Type promotion and method overloading

Consider the following definition of work() method and call to work():

void work (long num) {
     System.out.println(num);
}
//...
//calling work() with an int value
int test = 0;
work (test);

This code runs without any error because the compiler performs an implicit type promotion on the variable test. One can refer to this chart for type promotion in Java:

Things get interesting when we consider type promotion in overloaded methods. Let’s see.

If the compiler can’t find an exact match of invoked method (based on the argument list), it will promote the lower data type argument and again check for a match. If there’s a match, that method will be used otherwise; it will promote the argument to the next higher data type in the promotion chain and keeps checking. This process is continued until the chain completes or the compiler gets a match.
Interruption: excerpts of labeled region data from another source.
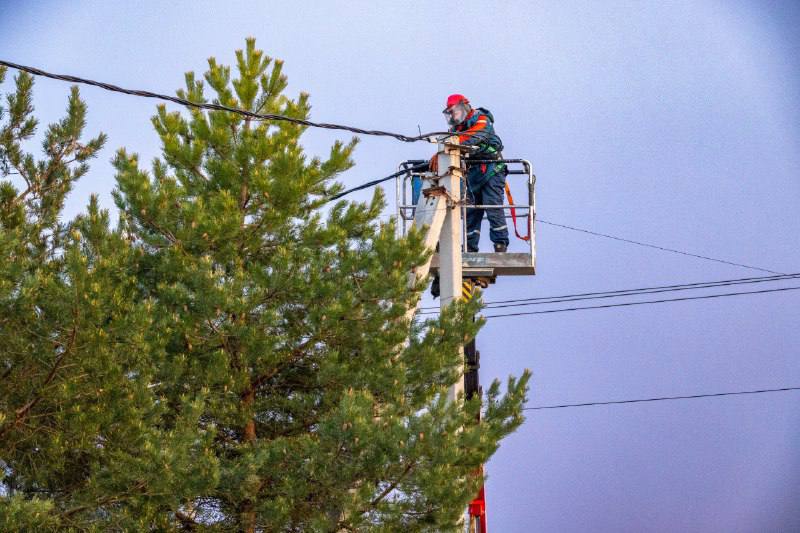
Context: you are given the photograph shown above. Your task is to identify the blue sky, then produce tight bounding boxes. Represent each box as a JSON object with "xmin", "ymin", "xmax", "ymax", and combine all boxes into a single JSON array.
[{"xmin": 0, "ymin": 0, "xmax": 800, "ymax": 532}]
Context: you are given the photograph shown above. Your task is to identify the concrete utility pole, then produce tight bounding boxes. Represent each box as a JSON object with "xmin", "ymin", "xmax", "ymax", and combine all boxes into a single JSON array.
[{"xmin": 437, "ymin": 136, "xmax": 464, "ymax": 401}]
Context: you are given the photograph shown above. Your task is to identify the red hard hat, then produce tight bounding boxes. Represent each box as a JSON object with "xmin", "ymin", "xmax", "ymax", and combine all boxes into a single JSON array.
[{"xmin": 445, "ymin": 94, "xmax": 469, "ymax": 108}]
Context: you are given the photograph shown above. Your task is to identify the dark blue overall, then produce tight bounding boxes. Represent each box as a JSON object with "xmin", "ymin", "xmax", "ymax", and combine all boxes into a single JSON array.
[{"xmin": 453, "ymin": 107, "xmax": 508, "ymax": 252}]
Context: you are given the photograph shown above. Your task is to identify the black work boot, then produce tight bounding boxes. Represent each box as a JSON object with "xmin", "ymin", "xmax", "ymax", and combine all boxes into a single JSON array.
[{"xmin": 431, "ymin": 274, "xmax": 440, "ymax": 298}]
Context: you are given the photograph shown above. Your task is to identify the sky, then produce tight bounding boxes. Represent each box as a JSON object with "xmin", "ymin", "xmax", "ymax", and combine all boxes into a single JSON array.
[{"xmin": 0, "ymin": 0, "xmax": 800, "ymax": 532}]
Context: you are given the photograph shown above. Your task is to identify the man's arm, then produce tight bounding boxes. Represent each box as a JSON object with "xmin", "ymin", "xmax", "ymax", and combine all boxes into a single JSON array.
[{"xmin": 458, "ymin": 115, "xmax": 493, "ymax": 146}]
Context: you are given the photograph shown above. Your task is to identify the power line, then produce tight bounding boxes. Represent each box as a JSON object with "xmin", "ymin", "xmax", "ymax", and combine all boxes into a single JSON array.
[
  {"xmin": 0, "ymin": 59, "xmax": 781, "ymax": 274},
  {"xmin": 0, "ymin": 59, "xmax": 460, "ymax": 142},
  {"xmin": 328, "ymin": 162, "xmax": 428, "ymax": 201},
  {"xmin": 522, "ymin": 387, "xmax": 800, "ymax": 411},
  {"xmin": 420, "ymin": 273, "xmax": 800, "ymax": 314},
  {"xmin": 484, "ymin": 286, "xmax": 800, "ymax": 318},
  {"xmin": 536, "ymin": 218, "xmax": 783, "ymax": 274}
]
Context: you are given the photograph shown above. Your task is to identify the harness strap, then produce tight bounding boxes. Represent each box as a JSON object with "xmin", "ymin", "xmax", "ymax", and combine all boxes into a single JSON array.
[{"xmin": 506, "ymin": 182, "xmax": 531, "ymax": 241}]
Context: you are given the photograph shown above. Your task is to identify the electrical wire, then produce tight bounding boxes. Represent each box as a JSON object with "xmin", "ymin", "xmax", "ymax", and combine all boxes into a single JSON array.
[
  {"xmin": 536, "ymin": 217, "xmax": 783, "ymax": 274},
  {"xmin": 522, "ymin": 387, "xmax": 800, "ymax": 411},
  {"xmin": 328, "ymin": 162, "xmax": 428, "ymax": 202},
  {"xmin": 0, "ymin": 59, "xmax": 462, "ymax": 142},
  {"xmin": 0, "ymin": 59, "xmax": 781, "ymax": 274},
  {"xmin": 483, "ymin": 286, "xmax": 800, "ymax": 318},
  {"xmin": 420, "ymin": 273, "xmax": 800, "ymax": 311}
]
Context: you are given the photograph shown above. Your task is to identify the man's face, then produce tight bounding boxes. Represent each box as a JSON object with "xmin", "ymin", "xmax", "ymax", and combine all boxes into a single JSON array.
[{"xmin": 444, "ymin": 104, "xmax": 467, "ymax": 126}]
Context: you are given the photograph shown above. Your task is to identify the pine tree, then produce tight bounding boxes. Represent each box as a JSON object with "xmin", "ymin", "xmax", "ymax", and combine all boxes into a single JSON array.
[
  {"xmin": 6, "ymin": 39, "xmax": 529, "ymax": 531},
  {"xmin": 0, "ymin": 65, "xmax": 216, "ymax": 531}
]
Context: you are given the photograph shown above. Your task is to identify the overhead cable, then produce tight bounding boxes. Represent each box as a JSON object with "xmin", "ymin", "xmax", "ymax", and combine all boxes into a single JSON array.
[
  {"xmin": 536, "ymin": 217, "xmax": 783, "ymax": 274},
  {"xmin": 0, "ymin": 59, "xmax": 460, "ymax": 142},
  {"xmin": 522, "ymin": 387, "xmax": 800, "ymax": 411},
  {"xmin": 420, "ymin": 273, "xmax": 800, "ymax": 311},
  {"xmin": 483, "ymin": 286, "xmax": 800, "ymax": 318}
]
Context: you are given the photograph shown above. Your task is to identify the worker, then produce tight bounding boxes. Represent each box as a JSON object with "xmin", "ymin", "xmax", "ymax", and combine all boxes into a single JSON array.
[{"xmin": 430, "ymin": 94, "xmax": 508, "ymax": 252}]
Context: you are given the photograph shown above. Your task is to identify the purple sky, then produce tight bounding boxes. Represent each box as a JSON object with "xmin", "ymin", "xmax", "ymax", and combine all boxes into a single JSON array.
[{"xmin": 0, "ymin": 0, "xmax": 800, "ymax": 532}]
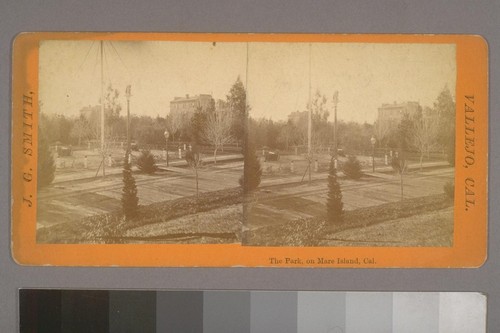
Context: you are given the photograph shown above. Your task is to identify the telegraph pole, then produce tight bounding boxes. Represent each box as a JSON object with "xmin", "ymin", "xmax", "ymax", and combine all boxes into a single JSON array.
[
  {"xmin": 125, "ymin": 84, "xmax": 132, "ymax": 153},
  {"xmin": 307, "ymin": 43, "xmax": 312, "ymax": 185},
  {"xmin": 333, "ymin": 90, "xmax": 339, "ymax": 169},
  {"xmin": 101, "ymin": 40, "xmax": 106, "ymax": 178}
]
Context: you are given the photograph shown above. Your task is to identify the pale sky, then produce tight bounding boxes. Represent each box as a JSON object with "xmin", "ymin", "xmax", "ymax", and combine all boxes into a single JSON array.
[{"xmin": 39, "ymin": 41, "xmax": 456, "ymax": 123}]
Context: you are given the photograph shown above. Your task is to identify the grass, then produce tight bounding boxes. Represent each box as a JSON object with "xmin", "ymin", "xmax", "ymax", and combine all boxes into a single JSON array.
[
  {"xmin": 243, "ymin": 194, "xmax": 453, "ymax": 246},
  {"xmin": 37, "ymin": 187, "xmax": 243, "ymax": 244}
]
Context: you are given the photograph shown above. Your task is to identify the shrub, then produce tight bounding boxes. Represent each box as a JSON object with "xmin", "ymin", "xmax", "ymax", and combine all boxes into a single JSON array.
[
  {"xmin": 137, "ymin": 150, "xmax": 158, "ymax": 174},
  {"xmin": 239, "ymin": 142, "xmax": 262, "ymax": 193},
  {"xmin": 326, "ymin": 160, "xmax": 344, "ymax": 224},
  {"xmin": 342, "ymin": 155, "xmax": 363, "ymax": 180},
  {"xmin": 443, "ymin": 180, "xmax": 455, "ymax": 200},
  {"xmin": 37, "ymin": 131, "xmax": 56, "ymax": 188},
  {"xmin": 122, "ymin": 152, "xmax": 139, "ymax": 220}
]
In the end, if the chain is completed, the compiler will report a compile-time error!

Example 1:

public class TypePromo{

    public void Method(long first) {
        System.out.println("Long "+ first);
    }
    
    public void Method(float first) {
        System.out.println("Float "+ first);
    }
    
    
    public static void main(String args[]) {
        TypePromo obj = new TypePromo();
        obj.Method(21);
    }
}
//int gets promoted to long

Output: Long 21

Example 2: (Ambiguity error in method overloading)

public class TypePromo{

    public void Method(int first, double second) {
        System.out.println(first + second);
    }
    
    public void Method(double first, int second) {
        System.out.println(first + second);
    }
    
    
    public static void main(String args[]) {
        TypePromo obj = new TypePromo();
        obj.Method(14 , 14);
    }
}

This code results in a compilation error — 

The method Method (int, double) is ambiguous for the type TypePromo

This is because both types of Method() are applicable after type promotion which arises an ambiguity of which method to invoke. This is the ambiguity error.

Conclusion

In this blog, we gained quality knowledge about methods in Java, starting with what methods are which was followed by the signature of a method. Then we explored method overloading, its application, benefits, and various ways of implementation along with examples. At last, we saw how type-promotion affects method overloading.